10. Your Own Platform
I mentioned above that you could create great relationships through podcasting. Part of this is because of the platform you’ve built with your podcast. Even when your podcast is new (or your business is new), you still provide a platform to share someone else’s message. Not only is this an opportunity for your guest (if you’re doing interviews), but it also creates a level of trust with your audience. Why? Because it shows that you want to provide value to your audience, regardless of whether or not you are directly providing the value. Think of ‘old school marketers’ who never share anyone else’s content. “Enough about me. What do you think about me?” You know what I’m talking about, right?
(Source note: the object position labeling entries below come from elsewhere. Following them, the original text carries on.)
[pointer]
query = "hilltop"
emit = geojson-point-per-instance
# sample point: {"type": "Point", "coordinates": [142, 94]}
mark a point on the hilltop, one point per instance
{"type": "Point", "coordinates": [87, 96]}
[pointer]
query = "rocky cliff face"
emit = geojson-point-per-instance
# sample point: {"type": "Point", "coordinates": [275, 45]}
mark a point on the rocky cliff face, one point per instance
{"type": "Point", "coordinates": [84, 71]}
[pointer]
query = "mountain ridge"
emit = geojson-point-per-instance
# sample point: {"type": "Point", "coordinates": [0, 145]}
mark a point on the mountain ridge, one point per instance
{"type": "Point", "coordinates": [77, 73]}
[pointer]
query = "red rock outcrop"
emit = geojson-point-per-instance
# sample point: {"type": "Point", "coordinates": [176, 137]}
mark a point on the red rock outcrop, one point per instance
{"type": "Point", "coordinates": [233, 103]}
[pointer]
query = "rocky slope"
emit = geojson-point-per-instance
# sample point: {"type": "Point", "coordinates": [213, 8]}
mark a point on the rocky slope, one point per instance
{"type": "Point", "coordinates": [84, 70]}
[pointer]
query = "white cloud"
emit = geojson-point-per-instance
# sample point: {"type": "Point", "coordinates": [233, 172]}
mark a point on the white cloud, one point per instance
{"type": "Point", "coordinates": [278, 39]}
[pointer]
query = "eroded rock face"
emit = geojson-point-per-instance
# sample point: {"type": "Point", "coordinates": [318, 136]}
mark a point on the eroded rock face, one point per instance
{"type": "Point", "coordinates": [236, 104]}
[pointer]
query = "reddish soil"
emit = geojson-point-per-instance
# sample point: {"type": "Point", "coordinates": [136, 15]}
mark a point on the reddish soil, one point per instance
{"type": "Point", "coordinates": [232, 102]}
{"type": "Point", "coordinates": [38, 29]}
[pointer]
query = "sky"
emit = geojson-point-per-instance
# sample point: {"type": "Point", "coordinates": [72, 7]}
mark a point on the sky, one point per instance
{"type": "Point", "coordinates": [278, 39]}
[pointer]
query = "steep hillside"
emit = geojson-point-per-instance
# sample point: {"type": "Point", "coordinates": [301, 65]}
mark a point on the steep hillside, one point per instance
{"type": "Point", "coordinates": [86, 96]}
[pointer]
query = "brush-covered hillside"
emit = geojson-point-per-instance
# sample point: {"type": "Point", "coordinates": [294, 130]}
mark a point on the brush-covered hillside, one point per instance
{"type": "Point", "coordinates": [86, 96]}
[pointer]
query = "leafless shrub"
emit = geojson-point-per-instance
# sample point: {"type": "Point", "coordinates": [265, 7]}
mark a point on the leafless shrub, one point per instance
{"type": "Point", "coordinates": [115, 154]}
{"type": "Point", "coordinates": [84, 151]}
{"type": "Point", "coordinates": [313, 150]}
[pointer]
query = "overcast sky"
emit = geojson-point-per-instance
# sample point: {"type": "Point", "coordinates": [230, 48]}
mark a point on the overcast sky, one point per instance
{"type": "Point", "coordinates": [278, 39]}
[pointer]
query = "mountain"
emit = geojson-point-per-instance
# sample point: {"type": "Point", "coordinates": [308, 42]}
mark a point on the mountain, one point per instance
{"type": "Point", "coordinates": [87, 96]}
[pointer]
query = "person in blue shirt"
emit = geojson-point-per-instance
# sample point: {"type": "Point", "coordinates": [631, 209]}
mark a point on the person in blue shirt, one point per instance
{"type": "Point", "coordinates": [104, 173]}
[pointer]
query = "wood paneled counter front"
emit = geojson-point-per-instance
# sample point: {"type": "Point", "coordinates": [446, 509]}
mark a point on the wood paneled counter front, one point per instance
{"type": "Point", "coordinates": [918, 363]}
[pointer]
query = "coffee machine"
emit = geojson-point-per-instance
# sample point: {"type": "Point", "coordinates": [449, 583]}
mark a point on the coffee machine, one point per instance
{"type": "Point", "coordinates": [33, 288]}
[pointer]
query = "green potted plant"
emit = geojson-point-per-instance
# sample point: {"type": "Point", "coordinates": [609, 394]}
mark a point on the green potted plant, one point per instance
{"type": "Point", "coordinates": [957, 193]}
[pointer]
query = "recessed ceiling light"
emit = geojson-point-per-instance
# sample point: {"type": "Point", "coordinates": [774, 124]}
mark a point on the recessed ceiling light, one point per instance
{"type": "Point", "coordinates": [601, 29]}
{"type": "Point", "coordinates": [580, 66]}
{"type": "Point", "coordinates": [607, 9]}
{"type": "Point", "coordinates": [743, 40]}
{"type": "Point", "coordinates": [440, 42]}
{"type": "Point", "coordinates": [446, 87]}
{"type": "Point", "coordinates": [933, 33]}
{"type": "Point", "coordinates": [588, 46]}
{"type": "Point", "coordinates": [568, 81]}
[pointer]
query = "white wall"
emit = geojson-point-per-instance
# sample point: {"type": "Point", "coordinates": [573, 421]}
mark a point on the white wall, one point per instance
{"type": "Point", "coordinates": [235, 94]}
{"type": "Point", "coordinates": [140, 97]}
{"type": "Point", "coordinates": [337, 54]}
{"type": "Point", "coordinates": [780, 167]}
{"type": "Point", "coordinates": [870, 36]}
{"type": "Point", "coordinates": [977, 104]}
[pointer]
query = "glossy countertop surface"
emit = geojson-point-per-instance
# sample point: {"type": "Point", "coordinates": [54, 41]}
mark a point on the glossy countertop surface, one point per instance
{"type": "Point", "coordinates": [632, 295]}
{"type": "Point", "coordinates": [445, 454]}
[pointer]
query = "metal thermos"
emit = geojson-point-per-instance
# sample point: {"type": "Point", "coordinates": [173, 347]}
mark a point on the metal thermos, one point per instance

Here’s the thing with that style of old-school marketing. It doesn’t work anymore. When you market from a place of fear (i.e., afraid to share something someone else is doing), you’re never going to attract the right audience.
11. GREAT Social Proof
When people start sharing your podcast via social media, you’ll be surprised at what they share. People don’t just retweet, like, or share your content. They talk to you. They thank you. Once again, they feel like they KNOW you. I once got a tweet that said, “I think @kimdoyal would be fun to have a pint with!” in relation to my podcast. That’s not something someone would necessarily feel just through reading a post.
At the end of the day, podcasting is content. It’s not a trend or a fad, it’s here to stay (some may think podcasting faded out a few years ago, but it’s simply become more mainstream). With new technology coming out every day (and being added to the dashboards of new cars), the sooner you launch your podcast, the better.